Several of the Prepalatial tombs remained in use during the MM IB and MM IIA periods. The best preserved Protopalatial burial deposits were uncovered in Zone 9. Compartment 9.2, for instance, comprised a series of superimposed burial strata that contained the remains of a minimum number of 16 individuals, among which were adults but also immatures (Fig. 6). The compartment yielded evidence for both primary burials and processes of reduction. In addition, missing bones suggest that specific skeletal elements were collected and removed from the tomb after the decomposition of the bodies. Individual 7 was placed in a terracotta larnax, a fragment of which was reused at a later date for the burial of Individual 2. Three of the deceased of Compartment 9.2 were found in a position indicating that their body decomposed in a narrow perishable container, like a basket or a piece of textile. Finally, it may be noted that a golden earring was found on the skull of Individual 8 and a golden stud nearby, personal ornaments that are remarkable given the scarcity of grave goods in general at Sissi.
The upper burial stratum in Compartment 9.1 seems to be MM IIA in date. It contained the remains of seven disturbed primary burials (including one pithos burial), in addition to a secondary deposit.
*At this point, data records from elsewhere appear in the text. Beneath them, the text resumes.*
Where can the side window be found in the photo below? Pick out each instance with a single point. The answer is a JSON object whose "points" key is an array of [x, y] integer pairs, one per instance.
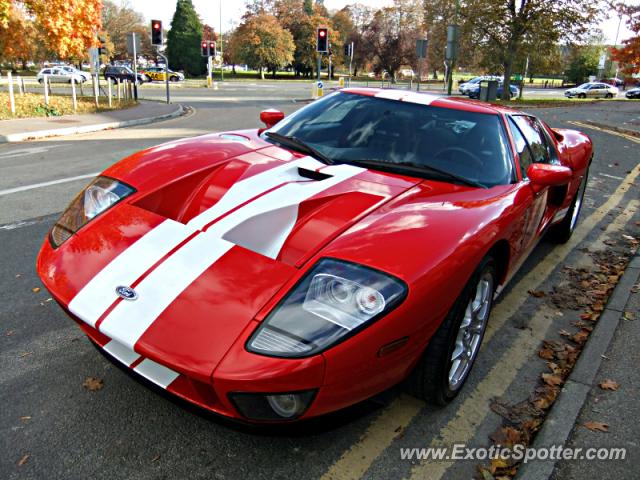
{"points": [[522, 149], [534, 137]]}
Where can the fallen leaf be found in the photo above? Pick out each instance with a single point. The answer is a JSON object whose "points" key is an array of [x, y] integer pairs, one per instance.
{"points": [[545, 353], [93, 384], [551, 379], [609, 384], [596, 426], [581, 336]]}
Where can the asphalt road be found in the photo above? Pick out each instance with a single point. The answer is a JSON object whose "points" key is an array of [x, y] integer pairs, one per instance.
{"points": [[51, 427]]}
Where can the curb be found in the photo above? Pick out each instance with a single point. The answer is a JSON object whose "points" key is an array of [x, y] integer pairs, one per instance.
{"points": [[562, 417], [626, 131], [57, 132]]}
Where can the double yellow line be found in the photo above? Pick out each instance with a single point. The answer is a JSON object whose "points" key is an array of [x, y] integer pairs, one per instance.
{"points": [[461, 428]]}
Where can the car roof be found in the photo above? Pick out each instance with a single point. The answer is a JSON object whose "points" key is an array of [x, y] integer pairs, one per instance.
{"points": [[453, 103]]}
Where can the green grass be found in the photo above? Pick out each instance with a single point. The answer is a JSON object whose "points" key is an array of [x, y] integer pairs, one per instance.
{"points": [[32, 105]]}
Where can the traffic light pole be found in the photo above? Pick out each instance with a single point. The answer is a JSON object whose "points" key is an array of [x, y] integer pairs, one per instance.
{"points": [[166, 74]]}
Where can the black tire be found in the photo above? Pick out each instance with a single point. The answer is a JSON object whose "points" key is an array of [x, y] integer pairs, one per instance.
{"points": [[430, 378], [561, 233]]}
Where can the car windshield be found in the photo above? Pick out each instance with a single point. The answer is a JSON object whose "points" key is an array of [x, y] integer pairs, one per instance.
{"points": [[404, 137]]}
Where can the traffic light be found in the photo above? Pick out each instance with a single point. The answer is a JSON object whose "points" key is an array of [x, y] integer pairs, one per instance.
{"points": [[323, 40], [156, 32]]}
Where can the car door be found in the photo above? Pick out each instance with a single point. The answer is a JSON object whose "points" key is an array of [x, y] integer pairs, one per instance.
{"points": [[531, 147]]}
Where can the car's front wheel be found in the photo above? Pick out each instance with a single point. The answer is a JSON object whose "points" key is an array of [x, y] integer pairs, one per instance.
{"points": [[447, 360]]}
The latter included a single individual’s bones, which were gathered in the southwest corner of the room and covered by large sherds. It is an interesting example of a secondary burial practice in which the individuality of the deceased was, however, preserved. As is the case in Compartment 9.2, the primary burials of Compartment 9.1 testify to repeated events in the course of which earlier deposits were disturbed, displaced, and sometimes removed from the tomb. The same can be said about the MM IIA deposits in Compartments 1.7-1.8.
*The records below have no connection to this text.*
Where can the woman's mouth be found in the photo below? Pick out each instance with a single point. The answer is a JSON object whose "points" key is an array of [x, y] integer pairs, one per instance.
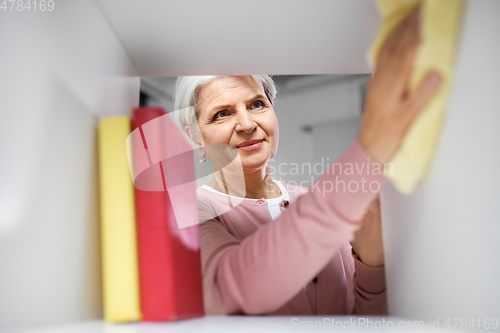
{"points": [[249, 145]]}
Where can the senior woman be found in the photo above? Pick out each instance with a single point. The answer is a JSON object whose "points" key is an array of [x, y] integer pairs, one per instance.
{"points": [[284, 249]]}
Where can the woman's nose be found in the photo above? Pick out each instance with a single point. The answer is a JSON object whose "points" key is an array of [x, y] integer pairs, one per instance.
{"points": [[245, 122]]}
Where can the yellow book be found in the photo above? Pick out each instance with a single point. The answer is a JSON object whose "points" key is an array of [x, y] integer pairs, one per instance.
{"points": [[439, 30], [118, 228]]}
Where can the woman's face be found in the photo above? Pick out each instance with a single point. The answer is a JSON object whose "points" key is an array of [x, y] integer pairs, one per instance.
{"points": [[235, 112]]}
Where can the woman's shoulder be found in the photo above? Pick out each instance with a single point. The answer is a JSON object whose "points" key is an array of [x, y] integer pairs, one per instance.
{"points": [[293, 189]]}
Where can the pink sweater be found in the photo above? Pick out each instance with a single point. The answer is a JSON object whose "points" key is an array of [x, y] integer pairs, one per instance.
{"points": [[254, 265]]}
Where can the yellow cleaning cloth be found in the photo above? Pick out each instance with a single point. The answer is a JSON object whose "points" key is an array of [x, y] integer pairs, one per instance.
{"points": [[440, 25], [118, 229]]}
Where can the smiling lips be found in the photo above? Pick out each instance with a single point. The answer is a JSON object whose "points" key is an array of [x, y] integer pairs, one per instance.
{"points": [[250, 145]]}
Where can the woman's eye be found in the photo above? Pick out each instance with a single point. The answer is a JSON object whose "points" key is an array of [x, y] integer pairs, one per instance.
{"points": [[221, 114]]}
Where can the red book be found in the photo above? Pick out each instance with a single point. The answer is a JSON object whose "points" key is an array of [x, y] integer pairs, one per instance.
{"points": [[170, 281]]}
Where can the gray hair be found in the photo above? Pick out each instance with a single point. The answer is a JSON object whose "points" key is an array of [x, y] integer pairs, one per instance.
{"points": [[188, 87]]}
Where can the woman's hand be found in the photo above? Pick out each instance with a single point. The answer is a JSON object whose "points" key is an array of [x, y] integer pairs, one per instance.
{"points": [[390, 109], [367, 242]]}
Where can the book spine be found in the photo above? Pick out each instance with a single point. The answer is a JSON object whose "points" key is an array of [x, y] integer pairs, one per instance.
{"points": [[118, 227]]}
The pithos burials in Compartment 1.29, which are assigned to the MM IIA phase, are of particular interest (Fig. 7). Three large clay containers have so far been excavated. Instead of containing the remains of unique primary burials, they appear to have been reused on several occasions. Pithos 2, for instance, was associated with the remains of at least four individuals, among which was one child. Upon deposition of a new deceased, most of the bones of the former deceased were collected and arranged outside the vessel. The evidence from Compartment 1.29 also illustrate that fragments of one or several pithoi could be used as burial containers in place of complete vessels.
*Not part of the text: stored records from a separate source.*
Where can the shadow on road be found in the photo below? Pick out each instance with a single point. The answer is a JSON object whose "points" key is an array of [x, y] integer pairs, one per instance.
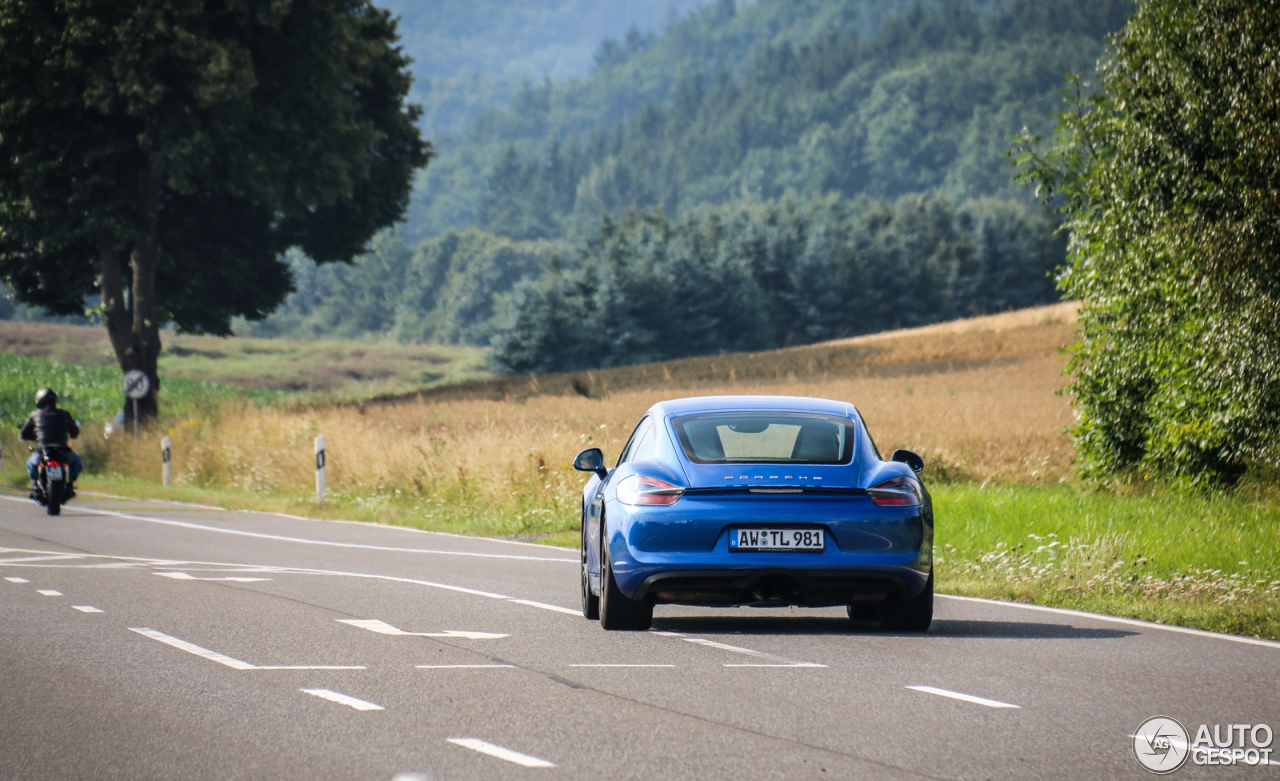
{"points": [[942, 628], [1023, 630]]}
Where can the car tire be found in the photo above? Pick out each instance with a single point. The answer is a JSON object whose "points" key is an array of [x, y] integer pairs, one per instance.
{"points": [[912, 615], [617, 610], [590, 602]]}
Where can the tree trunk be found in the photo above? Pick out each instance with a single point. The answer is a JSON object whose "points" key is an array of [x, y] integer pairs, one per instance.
{"points": [[133, 327]]}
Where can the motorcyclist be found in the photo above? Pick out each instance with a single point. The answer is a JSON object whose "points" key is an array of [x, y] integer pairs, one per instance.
{"points": [[49, 425]]}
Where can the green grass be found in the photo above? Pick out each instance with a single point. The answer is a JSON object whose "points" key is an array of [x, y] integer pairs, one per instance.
{"points": [[320, 369], [329, 369]]}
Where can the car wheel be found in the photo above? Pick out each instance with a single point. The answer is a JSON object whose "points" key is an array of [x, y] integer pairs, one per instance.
{"points": [[54, 498], [617, 610], [912, 615], [590, 602]]}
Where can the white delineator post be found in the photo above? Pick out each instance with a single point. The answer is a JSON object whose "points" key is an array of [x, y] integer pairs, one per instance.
{"points": [[320, 467]]}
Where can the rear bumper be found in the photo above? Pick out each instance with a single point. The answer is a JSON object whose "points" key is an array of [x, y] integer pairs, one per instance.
{"points": [[780, 587]]}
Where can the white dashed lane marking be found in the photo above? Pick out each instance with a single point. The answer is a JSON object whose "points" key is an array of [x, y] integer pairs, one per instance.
{"points": [[967, 698], [186, 576], [343, 699], [382, 628], [37, 558], [213, 656], [465, 666], [475, 744], [621, 665]]}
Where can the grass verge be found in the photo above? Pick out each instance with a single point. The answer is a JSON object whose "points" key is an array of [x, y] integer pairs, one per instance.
{"points": [[1208, 563], [1203, 562]]}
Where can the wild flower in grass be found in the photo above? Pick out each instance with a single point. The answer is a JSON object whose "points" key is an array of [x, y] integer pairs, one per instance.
{"points": [[1100, 567]]}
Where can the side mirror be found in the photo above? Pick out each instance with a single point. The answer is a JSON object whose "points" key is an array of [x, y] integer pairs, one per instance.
{"points": [[909, 458], [592, 460]]}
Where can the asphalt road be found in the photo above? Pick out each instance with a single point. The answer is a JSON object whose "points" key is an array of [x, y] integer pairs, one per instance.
{"points": [[156, 640]]}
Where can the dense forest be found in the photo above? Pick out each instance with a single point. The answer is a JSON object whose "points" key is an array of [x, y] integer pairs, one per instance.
{"points": [[772, 97], [760, 275], [833, 149]]}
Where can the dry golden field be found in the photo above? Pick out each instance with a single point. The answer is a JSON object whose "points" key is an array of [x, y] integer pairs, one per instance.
{"points": [[977, 398]]}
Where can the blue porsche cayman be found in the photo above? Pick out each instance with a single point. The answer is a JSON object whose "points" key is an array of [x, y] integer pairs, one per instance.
{"points": [[763, 501]]}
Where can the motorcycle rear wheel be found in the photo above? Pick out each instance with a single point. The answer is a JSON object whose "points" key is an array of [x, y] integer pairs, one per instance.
{"points": [[54, 498]]}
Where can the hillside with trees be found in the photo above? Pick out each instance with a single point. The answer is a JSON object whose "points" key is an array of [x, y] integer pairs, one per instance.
{"points": [[858, 97]]}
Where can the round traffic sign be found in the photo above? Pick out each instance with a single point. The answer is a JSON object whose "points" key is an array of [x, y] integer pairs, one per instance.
{"points": [[136, 384]]}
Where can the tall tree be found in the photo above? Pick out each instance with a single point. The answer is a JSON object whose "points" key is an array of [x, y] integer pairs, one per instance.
{"points": [[1169, 176], [164, 154]]}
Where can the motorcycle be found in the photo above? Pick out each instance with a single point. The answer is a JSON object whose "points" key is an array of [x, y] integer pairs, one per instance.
{"points": [[54, 479]]}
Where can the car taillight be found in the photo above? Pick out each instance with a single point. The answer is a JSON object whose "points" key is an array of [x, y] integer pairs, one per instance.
{"points": [[896, 492], [645, 491]]}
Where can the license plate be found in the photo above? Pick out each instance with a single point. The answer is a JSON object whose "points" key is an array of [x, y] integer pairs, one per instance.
{"points": [[776, 539]]}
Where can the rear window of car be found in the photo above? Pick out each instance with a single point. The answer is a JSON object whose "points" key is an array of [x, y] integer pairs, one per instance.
{"points": [[764, 438]]}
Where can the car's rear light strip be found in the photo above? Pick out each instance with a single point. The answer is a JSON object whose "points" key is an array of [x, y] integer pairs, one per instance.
{"points": [[896, 492], [648, 492]]}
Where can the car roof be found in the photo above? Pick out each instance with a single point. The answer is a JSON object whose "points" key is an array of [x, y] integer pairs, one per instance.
{"points": [[737, 403]]}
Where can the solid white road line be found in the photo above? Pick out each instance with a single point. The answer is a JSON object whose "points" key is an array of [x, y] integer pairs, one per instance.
{"points": [[186, 576], [621, 665], [338, 574], [475, 744], [343, 699], [310, 542], [213, 656], [192, 648], [968, 698], [548, 607], [382, 628], [466, 666], [1115, 620]]}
Most of the tombs went out of use before the beginning of the MM IIB period. Late Protopalatial pottery was found in Compartments 9.1 and 9.2, but not in association with skeletal remains. The latest burial excavated so far in the cemetery is that of a mature woman. Her body was inserted in a pithos which was sunk into the pebble floor of the old Compartment 1.2. The cemetery was then deserted, not to be reused again. Where the inhabitants of the hilltop were buried afterwards remains unknown, with the exception of two immatures that were discovered under the floor of the Neopalatial Building BC.